Quatre jours à vivre au rythme de Slavoutitch, à se promener malgré un temps glacial, à manger et c’est un choix, du bortch à tous les repas, cette excellente soupe à base de betteraves rouges qui s’accommode de multiples façons. En raison du week-end, il nous aura fallu attendre le lundi pour obtenir les autorisations nécessaires. Au matin du cinquième jour, les précipitations de la nuit laissèrent place à un temps couvert et polaire. Quelques flocons de neige tombaient. J’avais passé une mauvaise nuit à écouter le bruit de la pluie et à attendre une hypothétique accalmie. La pluie pouvait m’empêcher de réaliser mes travaux photographiques et rallonger encore un peu plus le séjour dans cette ville.
A 7h30, nous rejoignîmes Dimitri, notre guide, devant la gare de Slavoutitch. Le train pour la centrale était déjà à quai. Nous montâmes dans un wagon sans aucun contrôle, nous n’avions pas même de billet.
En une heure, le train relie la gare de Slavoutitch à la centrale nucléaire de Tchernobyl. Il n’est emprunté que par des personnels se rendant sur le site pour y travailler. Les wagons sont dépourvus de compartiment et présentent une rangée de banquettes doubles de part et d’autre de l’allée. L’ambiance est celle que l’on retrouve dans n’importe quel train de banlieue, chez nous ou ailleurs.
Il se mit en route. Après avoir parcouru quelques kilomètres, il s’arrêta dans la zone industrielle de Slavoutitch, séparée de la ville, pour permettre à une poignée de voyageurs de descendre pour se rendre à leur travail.
Aussitôt, le convoi se remit à rouler et nous nous enfonçâmes dans l’étendue sauvage des plaines d’Ukraine. Il traversa le Dniepr qui marque l’entrée sur le territoire bélarusse. Le Belarus possède en effet, à cet endroit, une avancée de territoire en forme d’appendice qui pénètre d’une vingtaine de kilomètres le territoire ukrainien. Il n’y eut ni arrêt ni contrôle douanier, le train traversa d’un trait la zone.
Le ciel était sombre et lourd, le plafond bas. La nature généreuse et sauvage nous offrait des paysages alternés de plaines boisées et d’étendues marécageuses, les marais de Polésie. Le train traversa un deuxième pont surplombant cette fois-ci le Pripiat, large fleuve serpentant à perte de vue. Le train déjà ralentissait.

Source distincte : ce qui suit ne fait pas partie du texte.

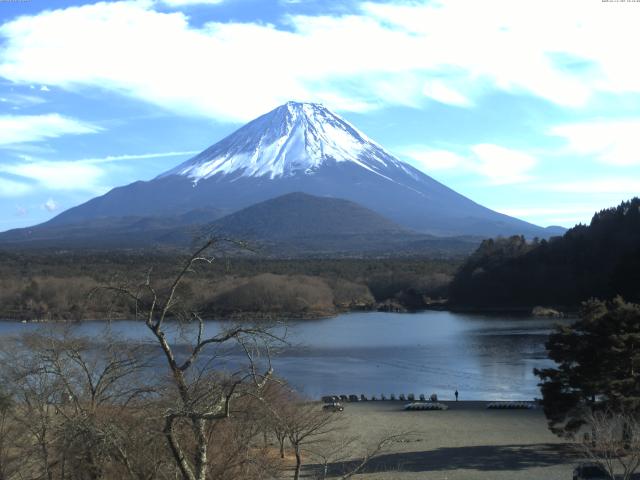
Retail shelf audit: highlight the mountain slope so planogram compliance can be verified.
[0,102,555,241]
[211,192,414,239]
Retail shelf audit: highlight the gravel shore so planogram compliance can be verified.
[308,401,579,480]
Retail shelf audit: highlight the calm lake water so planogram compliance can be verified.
[0,311,557,400]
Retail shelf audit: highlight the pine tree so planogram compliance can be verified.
[535,297,640,435]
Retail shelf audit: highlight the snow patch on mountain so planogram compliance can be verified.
[160,102,415,184]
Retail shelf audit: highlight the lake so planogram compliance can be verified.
[0,311,557,400]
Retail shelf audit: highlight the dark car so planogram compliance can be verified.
[322,402,344,412]
[573,462,611,480]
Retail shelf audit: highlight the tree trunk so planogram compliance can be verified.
[193,418,207,480]
[293,445,302,480]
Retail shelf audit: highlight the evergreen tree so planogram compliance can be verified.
[535,297,640,435]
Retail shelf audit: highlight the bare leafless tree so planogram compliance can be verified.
[102,239,276,480]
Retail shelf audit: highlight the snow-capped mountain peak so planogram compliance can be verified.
[161,102,410,183]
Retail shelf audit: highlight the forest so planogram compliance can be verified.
[0,251,462,321]
[448,198,640,310]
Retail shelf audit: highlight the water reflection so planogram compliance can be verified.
[0,312,568,400]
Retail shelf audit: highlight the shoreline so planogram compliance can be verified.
[306,401,582,480]
[0,303,578,323]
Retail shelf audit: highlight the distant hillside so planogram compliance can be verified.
[192,192,479,256]
[0,193,480,258]
[212,192,404,239]
[450,198,640,308]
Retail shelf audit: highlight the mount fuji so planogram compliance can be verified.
[0,102,561,251]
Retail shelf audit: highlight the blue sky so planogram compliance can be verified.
[0,0,640,230]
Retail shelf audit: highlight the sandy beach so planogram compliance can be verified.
[306,401,579,480]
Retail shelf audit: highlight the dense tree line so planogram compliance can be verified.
[450,198,640,308]
[0,252,458,320]
[0,241,393,480]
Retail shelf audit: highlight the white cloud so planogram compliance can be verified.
[402,150,469,173]
[0,160,104,193]
[0,150,199,197]
[422,80,472,107]
[0,178,32,197]
[400,143,538,185]
[0,113,101,145]
[161,0,224,7]
[471,143,537,185]
[550,119,640,166]
[0,0,640,120]
[540,177,640,194]
[80,150,200,164]
[42,198,58,212]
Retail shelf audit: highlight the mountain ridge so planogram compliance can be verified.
[0,102,558,242]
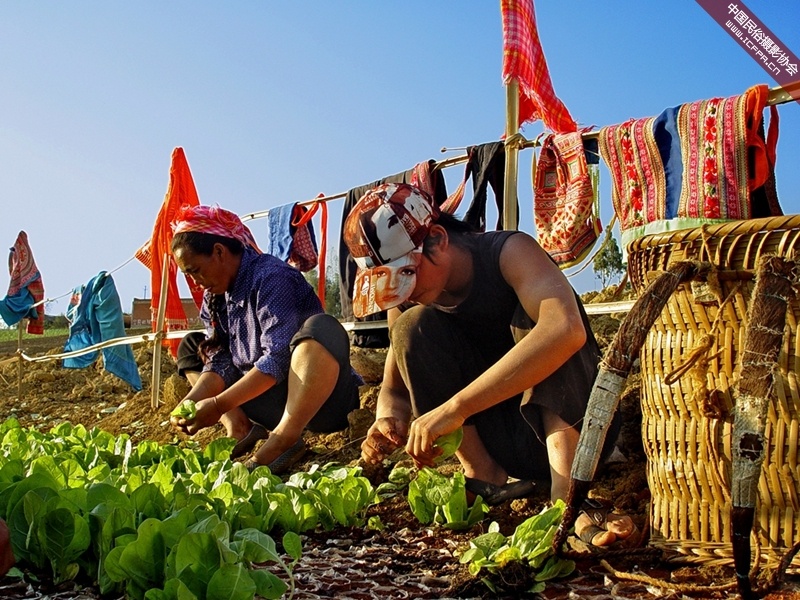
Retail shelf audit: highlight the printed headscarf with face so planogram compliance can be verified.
[344,183,439,317]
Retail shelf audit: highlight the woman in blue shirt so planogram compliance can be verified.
[172,206,362,473]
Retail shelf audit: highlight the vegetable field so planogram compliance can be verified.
[0,304,798,600]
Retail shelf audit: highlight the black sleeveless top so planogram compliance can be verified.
[433,231,601,427]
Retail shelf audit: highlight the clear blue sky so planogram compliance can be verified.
[0,0,800,314]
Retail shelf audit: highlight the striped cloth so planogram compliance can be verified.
[500,0,578,133]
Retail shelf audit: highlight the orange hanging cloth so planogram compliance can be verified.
[136,148,203,356]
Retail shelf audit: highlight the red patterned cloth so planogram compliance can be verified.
[171,205,261,254]
[533,132,602,269]
[598,85,781,247]
[288,194,328,308]
[500,0,578,133]
[135,148,203,356]
[599,117,667,232]
[677,85,767,219]
[7,231,44,335]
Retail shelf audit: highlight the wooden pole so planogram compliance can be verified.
[503,79,519,231]
[150,254,169,409]
[17,319,25,400]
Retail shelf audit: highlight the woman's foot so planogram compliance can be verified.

Un hangar situé à proximité directe de la voie de chemin de fer était tagué. Un texte en anglais marqué en caractères géants annonce la couleur « Welcome to Hell », bienvenue en enfer. Le train parcourut encore quelques centaines de mètres et finit par s’arrêter définitivement. Il déversa son flot de voyageurs sur un quai couvert. Nous descendîmes à notre tour et la marée humaine nous entraîna dans l’étroit tunnel en direction du check point d’accès à l’enceinte extérieure de la centrale de Tchernobyl. L’équipe de nuit passait les portiques de détection de contamination radioactive puis formait une queue en attendant de gagner le train à leur tour.

Dans l’enceinte de la centrale nucléaire, j’aperçois la cheminée localisant l’emplacement du réacteur numéro 4 et son imposant sarcophage de plomb et de béton. Le premier moment d’émotion passé, on s’habitue à sa présence, mais on l’observe dès que possible comme le monstre en veille qu’il est.
Le sarcophage est en travaux. Il faut consolider la structure pour prévenir un risque d’affaissement et colmater les quelque 1000 m² d’ouvertures estimés à la fin de sa construction. Le sarcophage avait été construit à la va-vite. Les engins de levage étaient abrités derrière des murs et les grutiers n’avaient réussi à ajuster les plaques de béton avec suffisamment de précision. Les ouvriers ne travaillent au maximum que quelques heures sur les échafaudages et durant des périodes brèves. Le monstre crache toujours son venin.